Critics support the immediate withdrawal of aid to Egypt until elections

AP
July 30, 2013

The seizure of control by the military in Egypt will likely embolden the Islamist Muslim Brotherhood and could push the country into a devastating civil war resembling Algeria in the 1990s, experts on the region said Monday.

The experts presented a dour outlook for Egypt, a country struggling to erect a functioning democracy after sixty years of military and dictatorial rule, at the Foundation for Defense of Democracies.

Violence has spread in the country since Gen. Abdel Fattah al-Sisi deposed President Mohamed Morsi, a member of the Brotherhood, on July 3 in response to protests of his increasingly authoritarian rule. Almost 300 people have died in fighting between pro- and anti-Morsi camps as the military attempts to restore stability and stage elections within six months.

The Muslim Brotherhood has so far declined invitations to meet with the interim government, an early indication that they could be disillusioned with democracy after Morsi’s downfall, said Samuel Tadros, a research fellow at the Hudson Institute’s Center for Religious Freedom.

"The idea that only through the bullet can you have the dream will certainly tempt another generation of Islamists," he said.

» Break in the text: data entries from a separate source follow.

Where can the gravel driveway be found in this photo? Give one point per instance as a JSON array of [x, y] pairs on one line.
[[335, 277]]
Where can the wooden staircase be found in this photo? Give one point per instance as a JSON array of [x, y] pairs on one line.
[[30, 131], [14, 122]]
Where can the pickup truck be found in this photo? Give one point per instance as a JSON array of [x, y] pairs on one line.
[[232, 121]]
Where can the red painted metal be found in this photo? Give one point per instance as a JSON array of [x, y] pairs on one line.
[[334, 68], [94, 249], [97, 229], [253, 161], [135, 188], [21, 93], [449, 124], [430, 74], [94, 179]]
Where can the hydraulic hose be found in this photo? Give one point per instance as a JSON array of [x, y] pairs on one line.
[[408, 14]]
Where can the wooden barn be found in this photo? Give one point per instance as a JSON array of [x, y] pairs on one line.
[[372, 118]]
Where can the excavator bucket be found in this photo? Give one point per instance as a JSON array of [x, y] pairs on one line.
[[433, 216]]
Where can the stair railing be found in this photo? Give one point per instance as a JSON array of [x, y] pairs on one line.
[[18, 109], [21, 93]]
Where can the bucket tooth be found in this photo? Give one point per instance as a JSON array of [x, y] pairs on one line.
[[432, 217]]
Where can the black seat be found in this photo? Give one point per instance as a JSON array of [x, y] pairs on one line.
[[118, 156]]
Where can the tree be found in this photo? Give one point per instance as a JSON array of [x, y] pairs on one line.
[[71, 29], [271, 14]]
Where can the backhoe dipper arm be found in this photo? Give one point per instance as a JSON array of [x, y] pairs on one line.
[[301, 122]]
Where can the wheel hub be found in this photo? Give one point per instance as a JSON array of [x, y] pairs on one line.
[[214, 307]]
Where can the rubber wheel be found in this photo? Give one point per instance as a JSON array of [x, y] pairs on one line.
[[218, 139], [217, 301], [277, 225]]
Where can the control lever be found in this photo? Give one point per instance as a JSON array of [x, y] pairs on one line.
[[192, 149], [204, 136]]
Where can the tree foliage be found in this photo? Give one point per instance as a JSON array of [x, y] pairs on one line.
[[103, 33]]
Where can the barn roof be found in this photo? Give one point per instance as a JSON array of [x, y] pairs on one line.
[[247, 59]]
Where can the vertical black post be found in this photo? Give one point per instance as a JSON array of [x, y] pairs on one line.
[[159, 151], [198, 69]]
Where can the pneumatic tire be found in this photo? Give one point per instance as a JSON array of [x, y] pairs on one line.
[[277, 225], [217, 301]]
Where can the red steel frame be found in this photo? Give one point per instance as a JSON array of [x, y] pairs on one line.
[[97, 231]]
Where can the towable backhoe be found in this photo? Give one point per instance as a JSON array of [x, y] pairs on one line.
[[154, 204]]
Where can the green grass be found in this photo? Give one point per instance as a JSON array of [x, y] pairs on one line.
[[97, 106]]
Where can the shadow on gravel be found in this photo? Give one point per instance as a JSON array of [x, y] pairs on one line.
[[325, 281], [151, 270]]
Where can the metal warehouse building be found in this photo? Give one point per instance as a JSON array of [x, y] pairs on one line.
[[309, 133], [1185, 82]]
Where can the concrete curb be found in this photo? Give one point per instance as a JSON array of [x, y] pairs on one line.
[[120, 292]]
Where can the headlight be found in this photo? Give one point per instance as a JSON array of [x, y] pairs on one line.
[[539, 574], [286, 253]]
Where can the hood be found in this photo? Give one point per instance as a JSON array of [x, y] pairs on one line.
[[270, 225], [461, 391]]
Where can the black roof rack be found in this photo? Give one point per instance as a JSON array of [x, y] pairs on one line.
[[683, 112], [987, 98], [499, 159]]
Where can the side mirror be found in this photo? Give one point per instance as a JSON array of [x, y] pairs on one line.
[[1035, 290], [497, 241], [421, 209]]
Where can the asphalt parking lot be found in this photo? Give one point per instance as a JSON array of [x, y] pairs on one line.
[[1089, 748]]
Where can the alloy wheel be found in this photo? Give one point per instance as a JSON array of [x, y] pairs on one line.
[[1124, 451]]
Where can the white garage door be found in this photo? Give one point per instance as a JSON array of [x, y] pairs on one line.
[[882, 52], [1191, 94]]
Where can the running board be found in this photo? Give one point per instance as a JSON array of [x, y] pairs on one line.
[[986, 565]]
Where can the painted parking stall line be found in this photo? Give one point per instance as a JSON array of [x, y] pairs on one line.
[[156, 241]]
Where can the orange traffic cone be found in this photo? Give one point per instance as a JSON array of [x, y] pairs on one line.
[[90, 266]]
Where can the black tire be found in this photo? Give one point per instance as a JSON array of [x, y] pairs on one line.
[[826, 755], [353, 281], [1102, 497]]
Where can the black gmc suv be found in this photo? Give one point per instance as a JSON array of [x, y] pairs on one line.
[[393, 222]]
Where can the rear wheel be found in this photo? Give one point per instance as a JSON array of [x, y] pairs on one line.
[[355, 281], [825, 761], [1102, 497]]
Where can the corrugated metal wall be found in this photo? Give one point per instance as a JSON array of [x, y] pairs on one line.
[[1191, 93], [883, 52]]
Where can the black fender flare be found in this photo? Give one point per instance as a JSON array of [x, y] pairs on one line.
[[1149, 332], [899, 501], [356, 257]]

There are also early signs that continued Brotherhood intransigence could spark an overcorrection from the military, said Reuel Marc Gerecht, a senior fellow with the foundation. Egyptian security forces shot at least 83 Brotherhood supporters over the weekend, according to reports.

Further crackdowns by the Egyptian military would parallel civil strife in other African nations, such as Algeria, the experts said.

Efforts by the Algerian armed forces to ban the country’s Islamist party from elections in the early 1990s triggered a larger conflict that raged until a ceasefire in 1997.

"Algeria later said the violence was a mistake," Gerecht said. "I don’t know that that type of wisdom will be translated well through North Africa."

The U.S. response to the bloodshed in Egypt has been cagey. President Barack Obama announced last week that he would halt the planned delivery of four F-16 fighter jets to Egypt, but a funding bill that would maintain $1.3 billion in assistance to the Egyptian military, with conditions attached, continues to move through the Senate.

Tadros criticized what he viewed as mixed signals from the Obama administration toward various actors in Egypt. The administration initially supported former dictator Hosni Mubarak before he was toppled by a popular uprising in 2011, then stood behind Morsi when protesters decried his incompetent rule, he said.

"It is not that [the administration] had the wrong policy in Egypt. They did not have one in the first place," Tadros said.

"And now they are shocked with this protest in Egypt and really don’t know how to handle it."

Gerecht said he favored an immediate withdrawal of U.S. aid until elections are held. Islamist groups like the al-Nour Party would likely win the elections due to their closer connections to poor Egyptians in rural areas, but democracy cannot begin to take root until the competition of elections is sustained, he said.

"It is the process of elections that start to build things, and if you short circuit things, you take yourself back to zero," he said.